IP address or address range of tunnel-facing egress interfaces on the encapsulator.
IP address or address range of tunnel-facing ingress interfaces on the de-encapsulator (the egress PE router).
Encapsulation protocol (GRE).
Terminology at the Egress PE Router
In filter-based tunneling across IPv4 networks, an egress PE router is described in the following terms:
GRE packets transported through a single GRE tunnel can arrive at the de-encapsulator node on any of multiple ingress interfaces, depending on how routing is configured. Therefore, you must apply the de-encapsulation firewall filter to the input of every core-facing interface that is an advertised address for the de-encapsulator.

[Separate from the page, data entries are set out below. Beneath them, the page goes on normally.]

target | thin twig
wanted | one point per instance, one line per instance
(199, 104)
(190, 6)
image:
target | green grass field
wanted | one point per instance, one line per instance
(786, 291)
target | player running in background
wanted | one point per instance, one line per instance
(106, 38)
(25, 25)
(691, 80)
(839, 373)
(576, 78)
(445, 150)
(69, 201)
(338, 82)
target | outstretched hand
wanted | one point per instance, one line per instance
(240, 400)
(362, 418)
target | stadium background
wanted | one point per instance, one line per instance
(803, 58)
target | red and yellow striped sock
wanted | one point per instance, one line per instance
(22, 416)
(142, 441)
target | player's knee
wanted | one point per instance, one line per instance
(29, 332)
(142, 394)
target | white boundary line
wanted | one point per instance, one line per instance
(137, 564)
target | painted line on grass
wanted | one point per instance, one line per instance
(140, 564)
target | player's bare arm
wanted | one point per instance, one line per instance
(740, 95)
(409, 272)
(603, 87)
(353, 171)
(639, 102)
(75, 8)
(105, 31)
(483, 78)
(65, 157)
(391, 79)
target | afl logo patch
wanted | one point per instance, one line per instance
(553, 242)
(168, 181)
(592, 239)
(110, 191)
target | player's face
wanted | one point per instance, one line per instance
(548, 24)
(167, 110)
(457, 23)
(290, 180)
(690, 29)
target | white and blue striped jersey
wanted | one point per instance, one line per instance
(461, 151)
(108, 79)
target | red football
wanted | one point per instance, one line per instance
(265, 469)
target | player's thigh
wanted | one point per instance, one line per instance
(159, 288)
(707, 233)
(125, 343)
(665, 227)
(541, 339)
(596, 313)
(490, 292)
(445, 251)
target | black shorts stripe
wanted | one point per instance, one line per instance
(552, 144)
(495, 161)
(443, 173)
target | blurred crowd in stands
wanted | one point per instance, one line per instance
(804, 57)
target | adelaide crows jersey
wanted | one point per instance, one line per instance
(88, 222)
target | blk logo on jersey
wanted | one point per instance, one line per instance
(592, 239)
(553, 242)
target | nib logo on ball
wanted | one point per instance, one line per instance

GRE Protocol Format for Filter-Based Tunneling Across IPv4 Networks
In filter-based tunneling across IPv4 networks, the encapsulating interface is an RFC 1701-compliant transmitter and the de-encapsulating interfaces are RFC 1701-compliant receivers. The packet encapsulation structure implemented in this feature uses a GRE header format that complies with informational RFC 1701, Generic Routing Encapsulation (GRE), October 1994, and with standards track RFC 2784, Generic Routing Encapsulation (GRE), March 2000.
Packet Encapsulation Structure
Filter-based tunneling encapsulates the original passenger protocol packet in an outer shell. For filter-based tunneling across IPv4 networks, the shell adds 24 bytes or 28 bytes of overhead, including 20 bytes of IPv4 header. Figure 2 shows the structure of a passenger protocol packet (the GRE payload) with a GRE header and IPv4 header attached.
As specified in RFC 1701, five GRE flag bits indicate whether a particular GRE header includes any optional fields (Checksum, Offset, Key, Sequence Number, and Routing). Of the five optional fields, filter-based GRE IPv4 tunneling uses the Key field only.
GRE Header Format
Figure 3 shows the format of the variable-size GRE header used for filter-based tunneling across IPv4 networks, with bit 0 the most significant bit and bit 15 the least significant bit.
The first two octets encode GRE flags, as described in Table 1.
The 2-octet Protocol Type field contains the value 0x0800 to specify the EtherType value for the IPv4 protocol.
The 4-octet Key field is included only if the Key Present bit is set to 1. The Key field carries the key value of the tunnel defined on the encapsulator. If the GRE tunnel definition specifies a key, the Packet Forwarding Engine for the encapsulating endpoint sets the Key Present bit and adds the Key to the GRE header.
Table 1: GRE Flag Values for Filter-Based Tunneling Across IPv4 Networks
Bit Offset and Field Name
Transmitted Value for Filter-Based GRE Tunneling
C = Checksum Present
Checksum field is not used.
R = Routing Present
Offset and Routing fields are not used.
K = Key Present
0 or 1
Transmitted as 0 for a keyless tunnel or 1 for a keyed tunnel.
S = Sequence Number Present
Sequence Number field is not used.
s = Strict Source Route
Not all routing information is Strict Source Routes.
5 - 7
Recur = Recursion Control information
No additional encapsulations are permitted.
8 - 12
Flags = Flag bits
13 - 15
Ver = Version number
When the Packet Forwarding Engine performs encapsulation for a keyed GRE IPv4 tunnel, the process constructs the first two octets of the GRE header as 0x0000. When the Packet Forwarding Engine performs encapsulation for a non-keyed GRE IPv4 tunnel, the process constructs the first two octets of the GRE header as 0x2000.